Le combat que nous montre Maëlle Poésy n’a pas lieu avec « les cravates ». La dramaturgie signé Kevin Keiss exploite un cadre restreint plus propice à la prise de conscience des mécanismes de domination. La pièce qui prend des allures de thriller social se clôture sans gagnantes ni perdantes. On en sort en gardant l’idée en tête que notre démocratie à besoin de citoyennes et de citoyens qui pensent et se prononcent.
Jean-Marie Dinh
Notes:
- Prochainement au Domaine d’O nous pourrons retrouver une autre grande metteuse en scène française : Julie Deliquet, avec Huit heures ne font pas un jour, une joyeuse fresque prolétaire, pleine d’espoir, de Fassbinder, forme de mini-série en cinq épisodes transformée au plateau. Du 19 au 21 octobre à 20h au Domaine d’O-Théâtre Jean-Claude Carrière
- Comédienne, autrice et metteuse en scène, Maëlle Poésy explore au fil des créations un « théâtre de la confrontation » qui questionne la société et ses composants individuels. Elle a pris la direction du Théâtre Dijon Bourgogne, Centre dramatique national, depuis septembre 2021.

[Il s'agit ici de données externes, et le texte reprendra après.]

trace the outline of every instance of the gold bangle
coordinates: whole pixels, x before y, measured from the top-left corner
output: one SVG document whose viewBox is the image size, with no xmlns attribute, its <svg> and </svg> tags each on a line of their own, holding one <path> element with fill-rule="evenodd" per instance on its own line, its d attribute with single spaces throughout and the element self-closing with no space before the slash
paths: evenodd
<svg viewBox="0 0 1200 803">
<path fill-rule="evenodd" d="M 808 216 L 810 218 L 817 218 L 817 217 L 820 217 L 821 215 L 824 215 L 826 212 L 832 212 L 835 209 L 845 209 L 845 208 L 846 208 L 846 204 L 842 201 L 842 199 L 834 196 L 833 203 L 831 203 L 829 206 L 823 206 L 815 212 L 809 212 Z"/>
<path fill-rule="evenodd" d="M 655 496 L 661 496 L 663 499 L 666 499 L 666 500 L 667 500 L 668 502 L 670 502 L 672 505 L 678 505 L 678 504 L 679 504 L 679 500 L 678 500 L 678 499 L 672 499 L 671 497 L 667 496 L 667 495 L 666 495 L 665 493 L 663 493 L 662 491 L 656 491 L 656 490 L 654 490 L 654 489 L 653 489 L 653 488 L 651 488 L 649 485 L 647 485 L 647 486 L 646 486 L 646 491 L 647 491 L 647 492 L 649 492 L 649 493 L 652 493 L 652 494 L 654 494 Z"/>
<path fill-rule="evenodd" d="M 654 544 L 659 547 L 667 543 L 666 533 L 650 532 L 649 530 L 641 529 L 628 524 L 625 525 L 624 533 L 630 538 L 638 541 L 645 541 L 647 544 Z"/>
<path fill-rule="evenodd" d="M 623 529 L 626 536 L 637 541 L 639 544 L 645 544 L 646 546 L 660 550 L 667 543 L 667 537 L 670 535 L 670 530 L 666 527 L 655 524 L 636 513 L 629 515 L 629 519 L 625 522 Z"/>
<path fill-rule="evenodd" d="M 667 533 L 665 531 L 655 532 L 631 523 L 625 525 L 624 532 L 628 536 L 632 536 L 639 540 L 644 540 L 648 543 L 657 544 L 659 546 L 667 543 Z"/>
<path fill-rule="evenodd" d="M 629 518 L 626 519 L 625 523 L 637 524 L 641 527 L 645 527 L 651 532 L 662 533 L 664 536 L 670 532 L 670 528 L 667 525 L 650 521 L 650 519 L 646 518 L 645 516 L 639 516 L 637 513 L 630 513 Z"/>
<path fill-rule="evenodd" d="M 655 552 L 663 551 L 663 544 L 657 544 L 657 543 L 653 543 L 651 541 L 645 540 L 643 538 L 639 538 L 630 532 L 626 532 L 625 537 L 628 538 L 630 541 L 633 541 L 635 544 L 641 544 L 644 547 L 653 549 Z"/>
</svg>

- Stefano Massini , né à Florence le 22 septembre 1975, est un écrivain italien. Il est consultant artistique du Piccolo Teatro di Milano. En est l’auteur du roman Qualcosa sui Lehman, une version intégrale de l’œuvre dramatique. En 2017, le livre remporte en Italie les prix Mondello, Campiello, Vittorio De Sica, Giusti et Fiesole. En France la traduction de son livre Les frères Lehman, éditions du Globe 2018, reçoit le prix Médicis essai et le prix du Meilleur Livre étranger.